Implementing changes like this are important because they go a long way toward increasing engagement by making your brand more approachable. It certainly helped in Microsoft’s case. In fact, small changes like this one have slowly helped evolve the face of that business from a cool, corporate behemoth into a much more likeable and personable business partner.

Although the trend toward creating more conversational content is on the rise, not everyone has gotten on board yet. There are still plenty of companies holding on to their formal corporate speak. Not only that, many of the companies that have adopted a more conversational tone have only done so in certain areas. As a result, you may find companies with content that’s warm and engaging in one instance (such as their marketing content) and formal and off-putting in the next (such as their technical content). That kind of inconsistency can muddle a brand and confuse customers.
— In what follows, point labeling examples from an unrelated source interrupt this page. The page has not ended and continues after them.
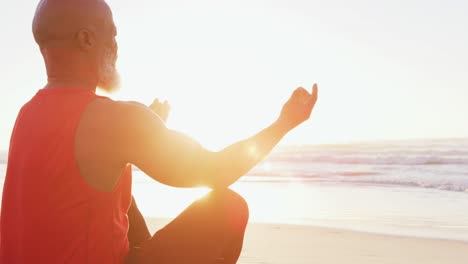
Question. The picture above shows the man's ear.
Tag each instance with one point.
(85, 39)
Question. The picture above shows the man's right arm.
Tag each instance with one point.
(177, 160)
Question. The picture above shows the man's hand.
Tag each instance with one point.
(161, 109)
(298, 108)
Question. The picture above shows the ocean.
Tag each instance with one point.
(410, 188)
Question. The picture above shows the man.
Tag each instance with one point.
(67, 193)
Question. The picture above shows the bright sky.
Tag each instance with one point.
(385, 69)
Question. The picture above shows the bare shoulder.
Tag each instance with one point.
(110, 124)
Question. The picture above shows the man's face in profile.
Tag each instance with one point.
(109, 79)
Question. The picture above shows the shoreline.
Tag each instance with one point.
(268, 243)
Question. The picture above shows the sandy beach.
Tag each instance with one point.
(295, 244)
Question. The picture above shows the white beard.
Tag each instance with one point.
(109, 78)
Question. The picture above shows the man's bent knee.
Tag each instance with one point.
(232, 205)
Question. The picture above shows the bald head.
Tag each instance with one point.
(77, 40)
(56, 21)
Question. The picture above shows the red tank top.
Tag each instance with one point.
(49, 213)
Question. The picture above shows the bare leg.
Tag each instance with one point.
(211, 230)
(137, 231)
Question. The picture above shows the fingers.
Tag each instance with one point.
(300, 95)
(313, 97)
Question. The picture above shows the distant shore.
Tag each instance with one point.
(295, 244)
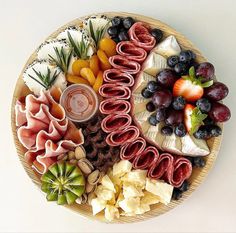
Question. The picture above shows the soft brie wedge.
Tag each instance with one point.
(154, 64)
(168, 47)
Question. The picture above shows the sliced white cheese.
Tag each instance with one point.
(42, 67)
(78, 35)
(139, 103)
(168, 47)
(47, 49)
(160, 189)
(154, 64)
(172, 144)
(194, 147)
(141, 82)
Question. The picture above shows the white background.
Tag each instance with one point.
(210, 25)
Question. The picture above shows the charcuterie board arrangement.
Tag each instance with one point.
(118, 117)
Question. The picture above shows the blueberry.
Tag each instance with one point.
(215, 130)
(178, 103)
(201, 133)
(167, 130)
(152, 120)
(161, 114)
(177, 194)
(116, 21)
(204, 105)
(150, 107)
(123, 36)
(128, 22)
(186, 56)
(146, 93)
(198, 162)
(157, 33)
(172, 61)
(185, 186)
(152, 86)
(181, 68)
(112, 31)
(180, 130)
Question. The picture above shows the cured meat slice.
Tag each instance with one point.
(130, 150)
(124, 64)
(114, 91)
(141, 37)
(115, 106)
(146, 159)
(115, 122)
(132, 52)
(118, 77)
(120, 137)
(182, 171)
(162, 167)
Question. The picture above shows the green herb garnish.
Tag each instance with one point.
(80, 48)
(62, 59)
(45, 80)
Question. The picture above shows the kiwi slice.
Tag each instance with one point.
(63, 183)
Some Advice on How to Loosen Up

In my view, it’s important to establish a conversational tone across all of your company’s content. One of the knee-jerk responses that companies have to this is that they’re afraid that their customers won’t take them seriously if they do. My response to that is simple.
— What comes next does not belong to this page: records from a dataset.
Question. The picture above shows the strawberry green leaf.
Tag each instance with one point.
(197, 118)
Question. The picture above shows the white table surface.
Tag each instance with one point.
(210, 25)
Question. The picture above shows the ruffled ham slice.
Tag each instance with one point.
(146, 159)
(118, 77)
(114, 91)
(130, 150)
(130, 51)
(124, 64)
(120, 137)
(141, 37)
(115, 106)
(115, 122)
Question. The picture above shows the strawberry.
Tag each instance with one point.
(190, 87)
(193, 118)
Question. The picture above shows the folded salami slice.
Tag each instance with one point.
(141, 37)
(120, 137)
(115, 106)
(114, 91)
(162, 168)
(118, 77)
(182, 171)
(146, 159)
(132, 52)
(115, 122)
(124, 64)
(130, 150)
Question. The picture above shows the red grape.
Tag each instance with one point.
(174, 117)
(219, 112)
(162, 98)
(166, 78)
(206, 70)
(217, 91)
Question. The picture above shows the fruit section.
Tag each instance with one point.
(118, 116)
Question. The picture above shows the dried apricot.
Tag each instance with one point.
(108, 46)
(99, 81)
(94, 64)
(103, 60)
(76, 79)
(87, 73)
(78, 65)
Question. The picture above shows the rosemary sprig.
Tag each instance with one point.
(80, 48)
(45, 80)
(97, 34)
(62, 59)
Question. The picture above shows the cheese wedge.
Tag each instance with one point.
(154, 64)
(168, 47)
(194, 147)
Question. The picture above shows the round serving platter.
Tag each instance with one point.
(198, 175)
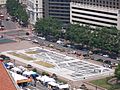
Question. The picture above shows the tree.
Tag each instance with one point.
(117, 72)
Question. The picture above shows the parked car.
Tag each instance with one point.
(35, 41)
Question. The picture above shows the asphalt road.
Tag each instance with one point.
(95, 56)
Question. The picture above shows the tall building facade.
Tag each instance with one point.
(95, 12)
(35, 10)
(59, 9)
(3, 2)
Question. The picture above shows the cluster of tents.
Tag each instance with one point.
(51, 83)
(21, 75)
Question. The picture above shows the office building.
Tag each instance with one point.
(59, 9)
(35, 10)
(95, 12)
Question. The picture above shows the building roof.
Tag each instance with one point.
(6, 82)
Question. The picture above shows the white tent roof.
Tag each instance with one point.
(22, 68)
(49, 80)
(10, 64)
(16, 69)
(17, 76)
(46, 79)
(38, 78)
(53, 84)
(28, 73)
(63, 86)
(43, 78)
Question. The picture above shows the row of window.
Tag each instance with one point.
(80, 22)
(103, 12)
(93, 20)
(86, 14)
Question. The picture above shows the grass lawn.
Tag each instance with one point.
(23, 56)
(45, 64)
(103, 83)
(32, 52)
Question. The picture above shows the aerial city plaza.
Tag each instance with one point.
(59, 44)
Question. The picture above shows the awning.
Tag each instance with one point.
(63, 86)
(53, 84)
(25, 80)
You’ve always got to create your content with a clear understanding of the context you’re writing it for. In other words, always strive to be conversational but ramp that up or down depending on the situation. For example, you don’t see Microsoft cracking jokes or trying to come across as too cute or chatty with their new error message. That’s because they understand that the message is about the fact that their software just crashed. As such, they’ve managed to tailor their tone so that it’s both conversational and appropriate to the particular context of the situation.

I don’t recommend trying to be too slick with your messaging either — no matter what the context. You want your language to come across as natural and not so overwrought that it doesn’t seem sincere.

My final piece of advice is to make sure that your content is consistent. You probably have lots of different writers across your organization and it’s important to ensure that they’re all on the same page. If your marketing content is going to adopt a more personal tone (and believe me it should), then you need to figure out how that tone will translate to all of your company’s other content as well.

The Bottom Line: Your Customers Are People

Content marketing is all about building relationships with your customers through content. One of the keys to doing that is talking to them like the people they are. So lighten up and adopt a more conversational tone with your content. In other words, start writing more like the way people actually talk. Trust me, your customers will thank you for it.